1

I have to parse 80 GB OF XML to get some data from that file. I have used XML reader for this purpose. When I checked the code with 304 MB File. Then it parse the file within 4 sec. So I thought I will work for 80 GB. But it is giving me the memory out of exception after some minute.

I have the following code:

static void Main(string[] args)
    {

        List<Test> lstTest = new List<Test>();
        bool isTitle = false;
        bool isText = false;

        using (XmlReader Reader = XmlReader.Create(FilePath))
        {
            Test tt = new Test();
            while (Reader.Read())
            {                    switch (Reader.NodeType)
                {
                    case XmlNodeType.Element:
                        if (Reader.Name == "title")
                        {
                            isTitle = true;
                        }
                        if (Reader.Name == "text")
                        {
                            isText = true;
                        }
                        break;
                    case XmlNodeType.Text:
                        if (isTitle)
                        {
                            tt.Title = Reader.Value;
                            isTitle = false;
                        }

                        if (isText)
                        {
                            tt.Text = Reader.Value;
                            isText = false;
                        }
                        break;
                }

                if (tt.Text != null)
                {
                    lstTest.Add(tt);
                    tt = new Test();
                }
            }


        }
    }
}
}

So Please suggest.
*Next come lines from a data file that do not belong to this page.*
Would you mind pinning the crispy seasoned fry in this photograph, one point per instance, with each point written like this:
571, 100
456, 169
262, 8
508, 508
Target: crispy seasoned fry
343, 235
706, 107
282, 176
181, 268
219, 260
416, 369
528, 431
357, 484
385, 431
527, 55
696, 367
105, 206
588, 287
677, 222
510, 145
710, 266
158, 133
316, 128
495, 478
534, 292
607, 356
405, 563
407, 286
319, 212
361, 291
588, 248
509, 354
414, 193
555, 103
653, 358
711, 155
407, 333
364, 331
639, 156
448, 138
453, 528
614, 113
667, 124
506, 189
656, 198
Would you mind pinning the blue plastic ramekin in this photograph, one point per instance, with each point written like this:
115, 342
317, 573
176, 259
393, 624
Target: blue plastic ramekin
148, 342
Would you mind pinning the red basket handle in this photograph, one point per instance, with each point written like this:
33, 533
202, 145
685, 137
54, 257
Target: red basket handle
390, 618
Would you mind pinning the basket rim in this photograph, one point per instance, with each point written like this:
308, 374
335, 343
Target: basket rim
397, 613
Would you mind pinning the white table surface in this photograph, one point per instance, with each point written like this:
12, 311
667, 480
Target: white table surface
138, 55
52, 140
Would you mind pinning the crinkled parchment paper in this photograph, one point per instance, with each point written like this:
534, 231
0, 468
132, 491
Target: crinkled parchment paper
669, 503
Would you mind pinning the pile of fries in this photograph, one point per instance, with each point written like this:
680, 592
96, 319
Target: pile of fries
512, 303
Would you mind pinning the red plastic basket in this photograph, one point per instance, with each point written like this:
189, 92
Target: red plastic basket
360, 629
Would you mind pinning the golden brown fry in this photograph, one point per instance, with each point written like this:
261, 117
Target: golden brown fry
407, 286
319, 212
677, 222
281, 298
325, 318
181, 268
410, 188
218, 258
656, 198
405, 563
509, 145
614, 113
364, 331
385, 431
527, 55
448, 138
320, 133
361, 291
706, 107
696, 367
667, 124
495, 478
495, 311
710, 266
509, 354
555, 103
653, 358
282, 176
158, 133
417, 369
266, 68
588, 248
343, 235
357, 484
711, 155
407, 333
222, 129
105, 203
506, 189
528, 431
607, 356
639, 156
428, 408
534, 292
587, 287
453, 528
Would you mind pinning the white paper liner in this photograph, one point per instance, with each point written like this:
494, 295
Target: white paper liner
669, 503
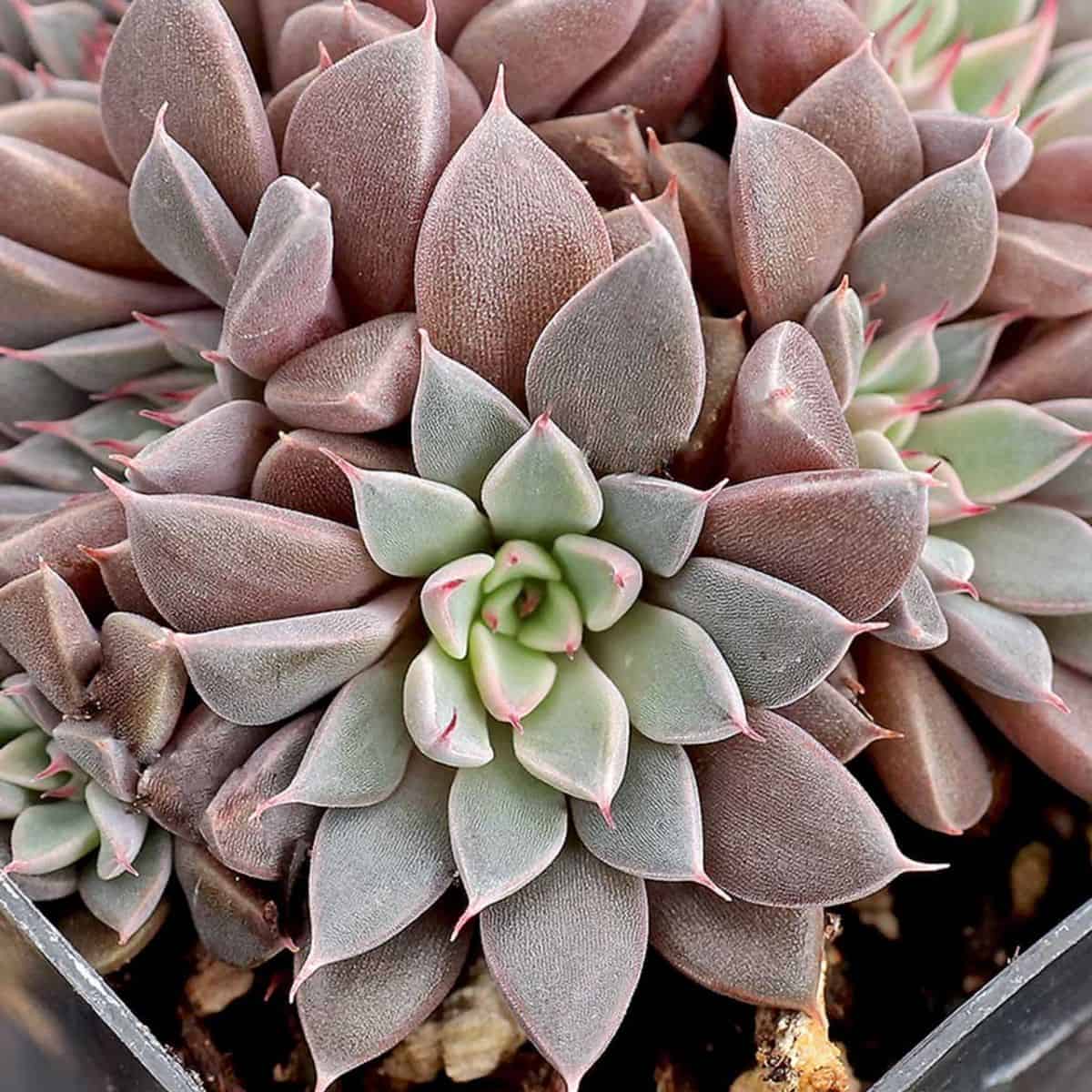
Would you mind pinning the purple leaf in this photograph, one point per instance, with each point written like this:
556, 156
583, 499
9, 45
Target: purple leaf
236, 827
268, 671
1057, 742
551, 46
380, 162
568, 986
509, 235
296, 473
354, 1010
758, 955
627, 339
775, 48
787, 824
663, 65
951, 267
377, 869
186, 53
140, 688
359, 381
44, 627
779, 642
834, 516
856, 110
796, 208
213, 561
64, 207
235, 917
785, 414
938, 773
841, 725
Thanks For your help.

user2247651
  • 145
  • 1
  • 4
  • 13
  • Can you check the size of `lstTest` object as you go through each iteration. I could be wrong, but I think `lstTest` is growing too big that its running out of memory. – Sai Puli Aug 25 '16 at 20:05
  • 4
    See http://stackoverflow.com/questions/15772031/how-to-parse-very-huge-xml-files-in-c – VDWWD Aug 25 '16 at 20:38

2 Answers2

6

You are correct, XmlReader is the right way to go. And it's not the XmlReader that is running out of memory - it's your lstTest where you shove most nodes that you find.
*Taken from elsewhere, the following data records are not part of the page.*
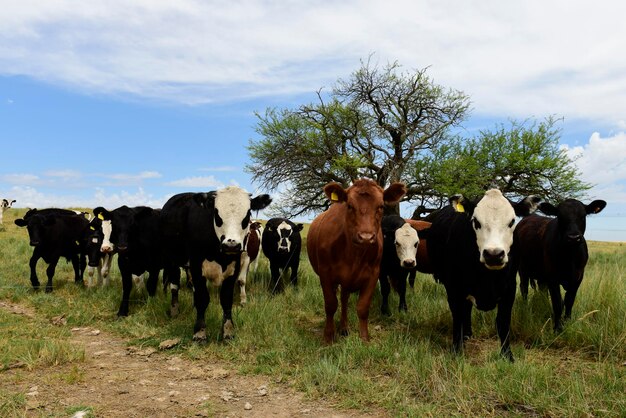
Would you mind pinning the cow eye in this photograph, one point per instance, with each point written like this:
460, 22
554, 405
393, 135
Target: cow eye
218, 220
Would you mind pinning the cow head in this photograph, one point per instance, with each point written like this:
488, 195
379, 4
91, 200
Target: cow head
283, 232
571, 215
36, 225
364, 201
232, 208
493, 221
118, 224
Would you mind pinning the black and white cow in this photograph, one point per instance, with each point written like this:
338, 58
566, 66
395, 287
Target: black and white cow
470, 246
400, 244
281, 245
207, 230
4, 205
135, 236
553, 251
55, 233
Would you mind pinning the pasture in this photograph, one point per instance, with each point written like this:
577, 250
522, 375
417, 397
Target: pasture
406, 370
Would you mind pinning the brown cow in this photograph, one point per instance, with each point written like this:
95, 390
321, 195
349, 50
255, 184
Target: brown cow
345, 245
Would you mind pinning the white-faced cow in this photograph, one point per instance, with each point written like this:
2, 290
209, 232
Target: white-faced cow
249, 257
400, 244
470, 248
55, 233
4, 205
281, 245
345, 245
553, 251
135, 235
207, 230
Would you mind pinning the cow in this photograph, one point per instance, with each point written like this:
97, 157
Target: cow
55, 233
135, 235
207, 230
470, 249
421, 258
4, 205
281, 244
400, 245
250, 256
345, 245
553, 251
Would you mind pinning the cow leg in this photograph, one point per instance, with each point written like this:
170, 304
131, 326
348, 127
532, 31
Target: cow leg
363, 309
127, 285
276, 282
330, 307
226, 300
557, 306
201, 299
343, 320
401, 289
503, 323
385, 289
33, 269
50, 273
243, 276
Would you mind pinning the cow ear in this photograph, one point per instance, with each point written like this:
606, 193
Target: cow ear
548, 208
335, 192
394, 193
101, 213
595, 207
527, 205
205, 200
260, 202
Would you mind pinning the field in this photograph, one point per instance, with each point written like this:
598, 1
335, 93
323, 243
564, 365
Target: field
66, 351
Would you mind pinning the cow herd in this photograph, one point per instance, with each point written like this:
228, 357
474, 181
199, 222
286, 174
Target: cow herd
474, 248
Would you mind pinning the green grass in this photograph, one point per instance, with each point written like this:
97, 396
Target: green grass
407, 369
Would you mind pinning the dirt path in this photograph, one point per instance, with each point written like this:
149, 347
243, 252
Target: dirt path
120, 381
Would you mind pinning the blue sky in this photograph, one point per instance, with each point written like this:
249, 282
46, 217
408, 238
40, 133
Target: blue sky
129, 102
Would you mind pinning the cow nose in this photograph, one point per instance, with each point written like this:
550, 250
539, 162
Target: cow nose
366, 237
408, 263
493, 257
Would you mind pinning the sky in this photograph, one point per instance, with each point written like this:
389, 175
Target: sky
106, 103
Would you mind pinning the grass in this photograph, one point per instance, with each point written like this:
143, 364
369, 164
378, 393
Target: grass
406, 370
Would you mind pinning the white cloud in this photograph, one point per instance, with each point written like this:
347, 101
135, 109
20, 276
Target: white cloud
514, 59
206, 182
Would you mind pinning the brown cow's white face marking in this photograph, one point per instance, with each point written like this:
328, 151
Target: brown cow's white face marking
493, 222
232, 217
406, 241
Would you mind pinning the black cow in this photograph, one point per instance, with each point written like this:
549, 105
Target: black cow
400, 243
553, 251
470, 248
55, 233
281, 244
207, 230
135, 234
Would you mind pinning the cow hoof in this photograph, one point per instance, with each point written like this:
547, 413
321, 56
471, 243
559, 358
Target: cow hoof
228, 330
200, 336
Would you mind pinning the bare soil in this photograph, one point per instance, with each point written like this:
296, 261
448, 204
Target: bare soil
117, 380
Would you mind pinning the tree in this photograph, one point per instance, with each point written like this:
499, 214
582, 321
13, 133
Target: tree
375, 124
520, 160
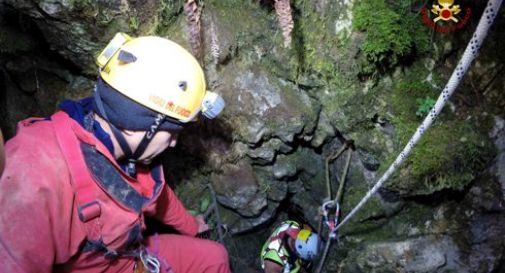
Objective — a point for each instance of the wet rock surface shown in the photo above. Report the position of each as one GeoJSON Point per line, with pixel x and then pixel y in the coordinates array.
{"type": "Point", "coordinates": [287, 111]}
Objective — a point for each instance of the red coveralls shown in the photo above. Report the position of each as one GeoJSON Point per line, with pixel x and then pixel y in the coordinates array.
{"type": "Point", "coordinates": [40, 229]}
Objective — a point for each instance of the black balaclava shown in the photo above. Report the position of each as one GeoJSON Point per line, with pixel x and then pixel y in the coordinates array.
{"type": "Point", "coordinates": [123, 113]}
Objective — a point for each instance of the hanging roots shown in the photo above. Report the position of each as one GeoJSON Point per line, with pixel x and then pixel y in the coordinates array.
{"type": "Point", "coordinates": [193, 14]}
{"type": "Point", "coordinates": [283, 10]}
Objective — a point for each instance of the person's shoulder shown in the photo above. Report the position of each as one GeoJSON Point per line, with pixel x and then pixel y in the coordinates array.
{"type": "Point", "coordinates": [34, 153]}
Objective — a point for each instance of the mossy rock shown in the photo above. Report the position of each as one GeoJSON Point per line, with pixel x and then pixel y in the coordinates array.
{"type": "Point", "coordinates": [450, 154]}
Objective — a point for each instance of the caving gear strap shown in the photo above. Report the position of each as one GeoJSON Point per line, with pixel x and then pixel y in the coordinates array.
{"type": "Point", "coordinates": [88, 208]}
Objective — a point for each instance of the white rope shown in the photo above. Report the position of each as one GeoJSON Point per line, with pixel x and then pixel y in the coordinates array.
{"type": "Point", "coordinates": [469, 55]}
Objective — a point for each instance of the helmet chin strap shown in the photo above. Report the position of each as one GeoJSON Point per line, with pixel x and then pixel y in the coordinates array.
{"type": "Point", "coordinates": [130, 156]}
The correct way to use XmlReader would be to process the nodes and then forget about them, moving on. You can write the results to the disk, or calculate some running totals, or whatever - but don't keep everything you read in memory - that defeats the very purpose of XmlReader.

Vilx-
  • 104,512
  • 87
  • 279
  • 422
3

You shouldn't store EVERYTHING into the memory, but only keep the parts that interests you.

This can be done via IEnumerable<> and the yield return keyword:

public IEnumerable<Test> ParseXml(string path)
{
    bool isTitle = false;
    bool isText = false;

    using (XmlReader Reader = XmlReader.Create(FilePath))
    {
        Test tt = new Test();
        while (Reader.Read())
        {                    
            switch (Reader.NodeType)
            {
                case XmlNodeType.Element:
                    if (Reader.Name == "title")
                    {
                        isTitle = true;
                    }
                    if (Reader.Name == "text")
                    {
                        isText = true;
                    }
                    break;

                case XmlNodeType.Text:
                    if (isTitle)
                    {
                        tt.Title = Reader.Value;
                        isTitle = false;
                    }

                    if (isText)
                    {
                        tt.Text = Reader.Value;
                        isText = false;
                    }
                    break;
            }

            if (tt.Text != null)
            {
                yield return tt;
                tt = new Test();
            }
        }
    }
}

Usage:

var data = ParseXml(/* your xml file */);

// select the part that you are interested in
var interestingTests = data
    .Where(x => x.Title == "...")

foreach (var test in interestingTests)
{
    // work with the interesting parts
}
Graham
  • 7,431
  • 18
  • 59
  • 84
Xiaoy312
  • 14,292
  • 1
  • 32
  • 44